# TreeDLib

In [8]:
%load_ext autoreload
%autoreload 2

The autoreload extension is already loaded. To reload it, use:
  %reload_ext autoreload


We define three classes of operators:
* _NodeSets:_ $S : 2^T \mapsto 2^T$
* _Indicators:_ $I : 2^T \mapsto \{0,1\}^F$
* _Combinators:_ $C : \{0,1\}^F \times \{0,1\}^F \mapsto \{0,1\}^F$

where $T$ is a given input tree, and $F$ is the dimension of the feature space.

In [9]:
from feature_templates import *
from basic_features import *

## Simple demo: Generating DDLib features

As a first simple demo let's generate the features generated by [ddlib](http://deepdive.stanford.edu/doc/basics/gen_feats.html).

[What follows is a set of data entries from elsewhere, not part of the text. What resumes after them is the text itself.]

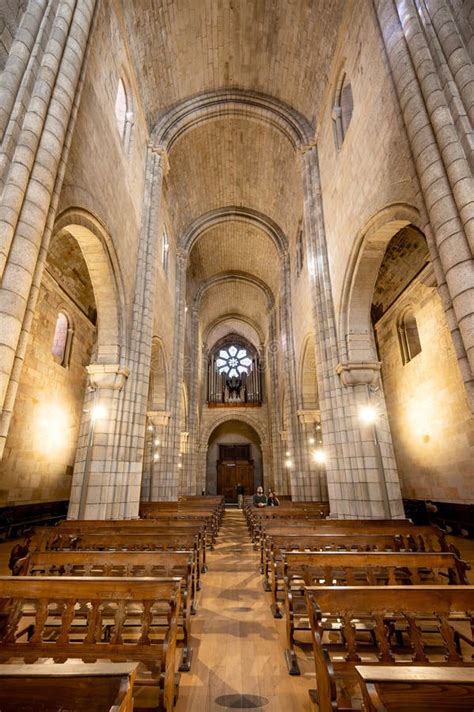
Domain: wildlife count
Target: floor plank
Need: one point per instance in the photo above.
(238, 644)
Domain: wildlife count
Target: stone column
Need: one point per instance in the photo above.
(197, 366)
(39, 99)
(361, 472)
(118, 465)
(273, 398)
(95, 478)
(440, 159)
(301, 486)
(168, 478)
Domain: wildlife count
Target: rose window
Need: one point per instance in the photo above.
(233, 361)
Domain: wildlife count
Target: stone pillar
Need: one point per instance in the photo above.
(440, 158)
(310, 434)
(39, 100)
(118, 465)
(169, 475)
(95, 481)
(198, 365)
(273, 398)
(155, 439)
(361, 472)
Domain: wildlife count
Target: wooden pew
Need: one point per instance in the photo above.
(97, 687)
(152, 539)
(309, 540)
(408, 537)
(390, 688)
(303, 569)
(377, 625)
(89, 619)
(156, 564)
(168, 522)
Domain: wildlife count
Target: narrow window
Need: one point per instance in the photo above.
(410, 345)
(61, 347)
(165, 252)
(124, 114)
(342, 110)
(299, 252)
(121, 109)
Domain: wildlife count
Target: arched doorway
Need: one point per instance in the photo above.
(234, 456)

**_Note there are some noticeable differences stemming from using a dep tree representation at base; but a simple linear representation of the sentence could be used too, as in DDLib_**

First, let's load a few sample sentences and convert one of them to XML format for testing; we'll also load the feature templates library, and also tag some candidates (crudely for now) to play around with:

In [13]:
import lxml.etree as et
from util import load_sentences, tag_candidate
from tree_structs import sentence_to_xmltree, XMLTree
dts = map(sentence_to_xmltree, load_sentences('test/test1.parsed.tsv'))
dt = dts[1]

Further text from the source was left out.